A Ministry of Environment investigation has found that Penticton’s waste facility adjacent to Campbell Mountain Landfill failed to qualify their material as compost in 2022, instead producing material with too-high waste content.

According to the BC government’s Natural Resources Compliance and Enforcement database, the composting operation received an out-of-compliance advisory following an inspection in October 2022.

A Ministry of Environment and Climate Change Strategy Environmental protection officer conducted a planned on-site inspection on Oct. 12, 2022, of the City of Penticton's composting facility adjacent to Campbell Mountain landfill.

A resulting warning letter to the facility, dated Nov. 16, 2022, and which includes results from the inspection, outlines the need to fix multiple aspects of the compost facility.

The ministry found that “the material produced during the inspection period is considered a waste and not Class A compost. By distributing the material to the public, the authorization holder has allowed waste, produced by a prescribed activity, to be introduced into the environment.”

According to the report, during the on-site inspection, the compost operator informed ministry staff that the feedstocks for the compost included biosolids, brewery waste/winery waste and yard waste.

Further, the ministry report said that in an email dated Oct. 26, 2022, the sustainability supervisor provided Ministry staff with the 2022 compost temperature records. However, in an email dated Nov. 14, 2022, the roads and drainage supervisor informed ministry staff there were no records available for 2021 due to a computer error. Therefore, compliance with this requirement was not determined during the Inspection period.

“The 2021 and 2022 certificates of analysis confirm that the carbon-to-nitrogen ratio requirement had not been maintained during the Inspection period.

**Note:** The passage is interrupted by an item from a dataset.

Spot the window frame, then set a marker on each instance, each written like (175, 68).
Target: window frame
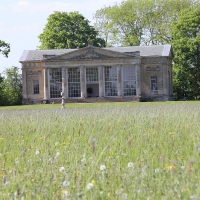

Therefore, the authorization holder is out of compliance with this requirement during the Inspection period.”

According to the analysis in the report, the fecal coliform limit of 1000 MPN per gram of Class A compost had been exceeded on multiple tests, with two samples registering at higher than 100,000 MPN in 2021, and three samples in 2022 ranging from 17,000 to 21,000 MPN.

No fine or penalty was attached to the advisory the landfill received.